Der 26 Jahre alte Schrader wurde den hohen Erwartungen gerecht. Hinter dem Olympiasieger Ashton Eaton (USA), der sich mit Weltjahresbestleistung von 8809 Punkten souverän sein erstes WM-Gold sicherte, holte der Leverkusener Silber. Dritter wurde Damian Warner aus Kanada mit 8512 Punkten. Titelverteidiger Trey Hardee (USA) schied vorzeitig aus.

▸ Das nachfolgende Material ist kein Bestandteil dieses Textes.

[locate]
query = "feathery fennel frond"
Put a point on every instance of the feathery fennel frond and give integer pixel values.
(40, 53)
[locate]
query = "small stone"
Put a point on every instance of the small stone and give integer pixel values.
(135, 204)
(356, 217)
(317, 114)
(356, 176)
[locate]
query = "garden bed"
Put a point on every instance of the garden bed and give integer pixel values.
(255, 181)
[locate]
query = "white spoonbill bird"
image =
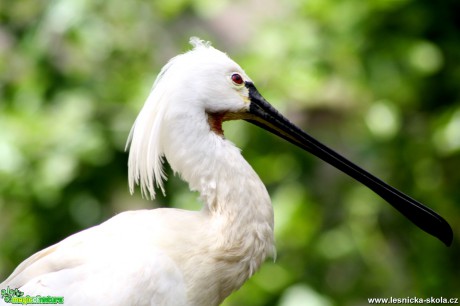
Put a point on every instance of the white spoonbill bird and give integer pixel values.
(170, 256)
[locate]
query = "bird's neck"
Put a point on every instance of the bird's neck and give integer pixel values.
(234, 197)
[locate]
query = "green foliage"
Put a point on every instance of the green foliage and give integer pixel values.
(376, 80)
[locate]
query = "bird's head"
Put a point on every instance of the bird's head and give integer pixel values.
(204, 87)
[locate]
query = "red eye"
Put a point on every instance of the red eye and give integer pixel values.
(237, 79)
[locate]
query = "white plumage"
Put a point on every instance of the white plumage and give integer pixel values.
(170, 256)
(177, 257)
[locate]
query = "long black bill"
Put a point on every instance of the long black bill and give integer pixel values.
(266, 116)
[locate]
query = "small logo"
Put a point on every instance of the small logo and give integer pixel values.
(16, 296)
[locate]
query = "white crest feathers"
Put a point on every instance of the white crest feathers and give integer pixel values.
(145, 163)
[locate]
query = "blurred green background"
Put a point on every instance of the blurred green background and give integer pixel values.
(376, 80)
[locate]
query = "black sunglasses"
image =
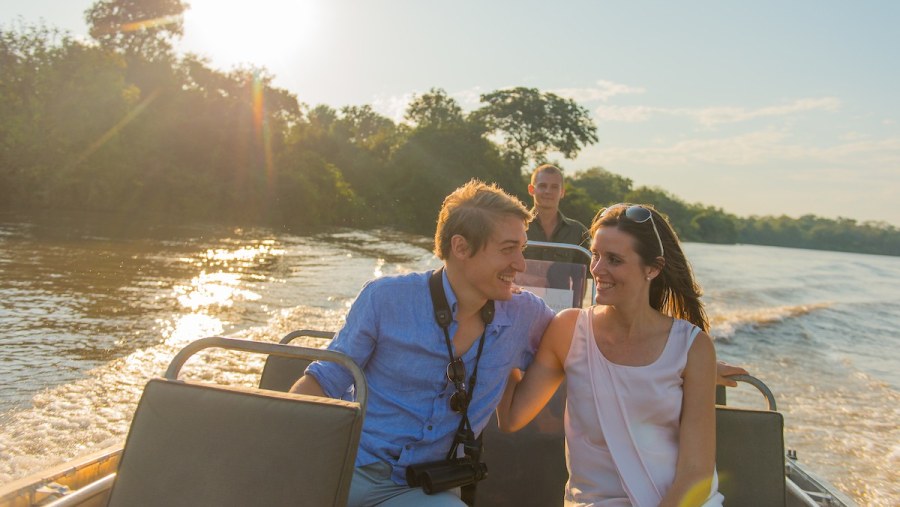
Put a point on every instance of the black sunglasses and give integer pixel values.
(456, 373)
(639, 214)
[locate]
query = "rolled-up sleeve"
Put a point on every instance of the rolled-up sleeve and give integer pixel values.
(356, 339)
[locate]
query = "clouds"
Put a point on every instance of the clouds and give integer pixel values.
(715, 115)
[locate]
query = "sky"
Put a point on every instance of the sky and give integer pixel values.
(759, 108)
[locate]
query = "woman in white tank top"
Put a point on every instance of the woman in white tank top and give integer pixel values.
(640, 410)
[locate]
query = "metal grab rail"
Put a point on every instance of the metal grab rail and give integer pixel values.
(312, 333)
(272, 349)
(758, 384)
(563, 246)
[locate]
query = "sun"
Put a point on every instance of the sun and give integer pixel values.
(261, 32)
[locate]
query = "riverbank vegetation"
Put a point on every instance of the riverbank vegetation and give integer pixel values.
(121, 124)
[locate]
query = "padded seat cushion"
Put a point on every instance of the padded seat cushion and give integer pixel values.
(750, 456)
(196, 444)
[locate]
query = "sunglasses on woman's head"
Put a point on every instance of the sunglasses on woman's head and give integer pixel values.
(639, 214)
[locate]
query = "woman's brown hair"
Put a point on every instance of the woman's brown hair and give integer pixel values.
(674, 291)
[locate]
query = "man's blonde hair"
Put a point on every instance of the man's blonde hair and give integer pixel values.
(471, 211)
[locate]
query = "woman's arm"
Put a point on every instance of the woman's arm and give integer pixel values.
(697, 434)
(526, 395)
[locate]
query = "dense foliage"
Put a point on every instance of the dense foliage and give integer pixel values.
(122, 125)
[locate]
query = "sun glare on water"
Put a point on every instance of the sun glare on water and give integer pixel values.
(262, 32)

Rico Freimuth (Halle/Saale) durfte sich bis zur letzten Disziplin Hoffnungen auf eine Medaille machen. Doch der 25-Jährige fiel im 1500-Meter-Lauf noch drei Plätze zurück und wurde mit 8382 Punkten Siebter. Europameister Pascal Behrenbruch (28) musste sich mit 8316 Punkten und Rang elf zufriedengeben. Seinen vollmundigen Ankündigungen, am zweiten Tag das Feld von hinten aufrollen zu wollen, ließ der Olympia-Zehnte keine Taten folgen. Im Stabhochsprung, kam der Frankfurter nicht über 4,70 Meter hinaus und blieb damit deutlich unter seinen Möglichkeiten.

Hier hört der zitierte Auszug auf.